Komuniści starali się doprowadzić do delegalizacji Ruchu Praw i Swobód, opierając się na art. 11 §4 Konstytucji, który zakazuje działalności partiom utworzonym na podstawie kryterium etnicznego lub religijnego. Mimo kampanii propagandowej BSP, Trybunał Konstytucyjny wypowiedział się w sprawie na korzyść DPS (maj 1992).

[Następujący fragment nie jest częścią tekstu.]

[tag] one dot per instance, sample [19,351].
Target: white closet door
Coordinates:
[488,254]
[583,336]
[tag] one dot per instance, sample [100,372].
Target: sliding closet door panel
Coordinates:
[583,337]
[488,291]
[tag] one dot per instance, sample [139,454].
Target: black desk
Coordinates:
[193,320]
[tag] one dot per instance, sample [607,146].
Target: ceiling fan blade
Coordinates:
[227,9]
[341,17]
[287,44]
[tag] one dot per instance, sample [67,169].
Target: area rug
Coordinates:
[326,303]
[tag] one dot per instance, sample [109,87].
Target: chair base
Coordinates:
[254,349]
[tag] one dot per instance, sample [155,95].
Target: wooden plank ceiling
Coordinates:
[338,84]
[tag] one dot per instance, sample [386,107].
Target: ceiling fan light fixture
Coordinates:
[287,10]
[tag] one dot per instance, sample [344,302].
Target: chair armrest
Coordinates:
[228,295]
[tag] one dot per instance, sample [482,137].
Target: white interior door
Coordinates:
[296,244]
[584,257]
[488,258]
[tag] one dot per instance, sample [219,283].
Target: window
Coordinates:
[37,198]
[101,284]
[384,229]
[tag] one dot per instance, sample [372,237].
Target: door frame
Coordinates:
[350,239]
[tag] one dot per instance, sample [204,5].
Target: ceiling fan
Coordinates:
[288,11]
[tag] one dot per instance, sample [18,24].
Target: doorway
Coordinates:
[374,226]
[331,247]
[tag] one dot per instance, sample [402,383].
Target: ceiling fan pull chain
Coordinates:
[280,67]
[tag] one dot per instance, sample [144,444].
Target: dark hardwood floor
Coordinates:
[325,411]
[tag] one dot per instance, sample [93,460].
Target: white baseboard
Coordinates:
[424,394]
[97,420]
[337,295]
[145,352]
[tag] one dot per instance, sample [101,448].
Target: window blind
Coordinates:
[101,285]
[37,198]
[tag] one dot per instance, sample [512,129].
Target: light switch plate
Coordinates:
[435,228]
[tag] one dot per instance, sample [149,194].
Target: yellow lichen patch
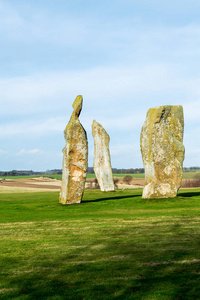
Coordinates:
[75,154]
[102,161]
[162,151]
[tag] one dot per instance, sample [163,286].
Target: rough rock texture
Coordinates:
[102,163]
[162,151]
[75,158]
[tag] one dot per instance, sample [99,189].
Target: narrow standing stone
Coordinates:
[162,151]
[75,158]
[102,162]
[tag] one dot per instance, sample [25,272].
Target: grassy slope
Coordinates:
[112,246]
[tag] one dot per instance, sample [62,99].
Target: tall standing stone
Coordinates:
[102,162]
[75,158]
[162,151]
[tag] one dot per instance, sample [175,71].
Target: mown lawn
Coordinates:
[112,246]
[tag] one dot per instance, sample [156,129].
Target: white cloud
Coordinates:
[2,151]
[29,152]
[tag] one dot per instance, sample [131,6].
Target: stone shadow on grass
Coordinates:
[110,198]
[189,194]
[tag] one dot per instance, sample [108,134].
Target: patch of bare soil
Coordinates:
[39,184]
[35,184]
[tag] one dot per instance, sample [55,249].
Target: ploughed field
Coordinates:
[111,246]
[53,182]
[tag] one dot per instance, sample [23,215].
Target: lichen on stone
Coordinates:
[102,161]
[162,149]
[75,158]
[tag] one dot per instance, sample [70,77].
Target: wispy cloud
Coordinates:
[29,152]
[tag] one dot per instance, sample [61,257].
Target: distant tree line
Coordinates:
[90,171]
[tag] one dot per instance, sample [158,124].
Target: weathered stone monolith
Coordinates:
[75,158]
[102,162]
[162,151]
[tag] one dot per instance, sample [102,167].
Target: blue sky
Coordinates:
[123,56]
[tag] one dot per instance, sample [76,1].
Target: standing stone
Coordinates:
[75,158]
[162,151]
[102,163]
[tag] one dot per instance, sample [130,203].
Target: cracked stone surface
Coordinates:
[102,161]
[75,158]
[162,149]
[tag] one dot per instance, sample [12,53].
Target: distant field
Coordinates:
[186,175]
[111,246]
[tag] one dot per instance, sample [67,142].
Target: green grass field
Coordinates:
[111,246]
[186,175]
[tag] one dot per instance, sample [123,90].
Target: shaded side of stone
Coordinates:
[75,158]
[102,162]
[162,149]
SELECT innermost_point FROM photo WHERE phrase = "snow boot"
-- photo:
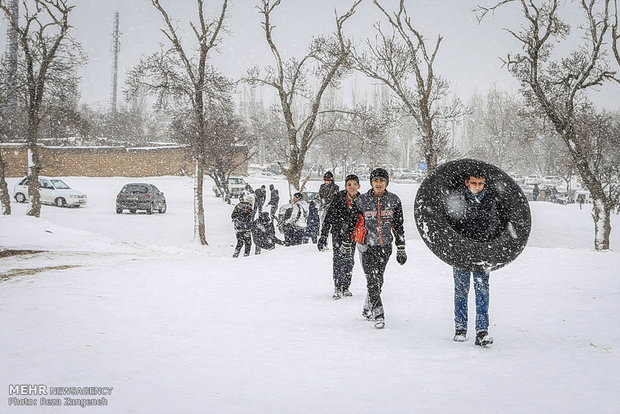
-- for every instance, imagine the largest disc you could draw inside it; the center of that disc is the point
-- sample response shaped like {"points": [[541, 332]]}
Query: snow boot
{"points": [[460, 335], [483, 338], [337, 294], [380, 322]]}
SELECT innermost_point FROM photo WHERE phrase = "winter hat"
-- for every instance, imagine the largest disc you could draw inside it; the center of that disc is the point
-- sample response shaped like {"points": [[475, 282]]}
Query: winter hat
{"points": [[351, 177], [379, 173]]}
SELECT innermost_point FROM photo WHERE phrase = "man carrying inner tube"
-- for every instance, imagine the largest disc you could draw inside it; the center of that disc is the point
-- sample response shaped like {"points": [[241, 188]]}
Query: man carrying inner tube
{"points": [[474, 216], [382, 215]]}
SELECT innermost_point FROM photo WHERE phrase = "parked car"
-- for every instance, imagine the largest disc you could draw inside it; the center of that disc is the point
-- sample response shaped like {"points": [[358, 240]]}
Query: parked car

W maju 1992 roku Turcy utworzyli ruch, oficjalnie nie popierany przez DPS, na rzecz obowiązkowego nauczania dzieci tureckich języka tureckiego, tj. w ramach programu zajęć szkolnych i w budynkach szkolnych. Rząd bułgarski będzie musiał znieść ograniczenia praw narodowych mniejszości tureckiej, a społeczeństwo bułgarskie będzie zmuszone zaakceptować równouprawnienie Turków i muzułmanów, jeśli chce być przyjęte do Europy. Alternatywą byłaby tylko masowa emigracja muzułmanów, w tym Pomaków, do Turcji.
Rozłam wśród muzułmańskiej hierarchii duchownej, która dotychczas znajdowała się pod pełną kontrolą komunistycznej policji politycznej, nastąpił gdy nowym, tymczasowym muftim został wybrany Ahmed Jakub. Ministerstwo wyznań unieważniło wybór muftiego Nedima Gendżefa, byłego oficera policji politycznej w Szumen (1974-1981) z dnia 11 listopada 1988 roku (10.02.1992) i zatwierdziło czasowo muftiego Ahmeda Jakubowa, którego popiera jedynie 150 mułłów. 500 mułłów opowiedziało się za dotychczasowym muftim.
Znaczenie polityczne mniejszości tureckiej, tym większe, że Turcja staje się pośrednikiem między Bułgarią i Zachodem, będzie musiało znaleźć swój wyraz w wejściu bułgarskich Turków do rządu i ponoszeniu przez nich współodpowiedzialności za reformy. Kryzys majowy ujawnił, iż DPS już uzyskało prawo weta wobec mianowania niewygodnych dla siebie ministrów w gabinecie Unii Sił Demokratycznych. 11 czerwca 1992 roku miały rozpocząć się rokowania między Unią i Ruchem Praw i Swobód celem wypracowania warunków umowy o współpracy.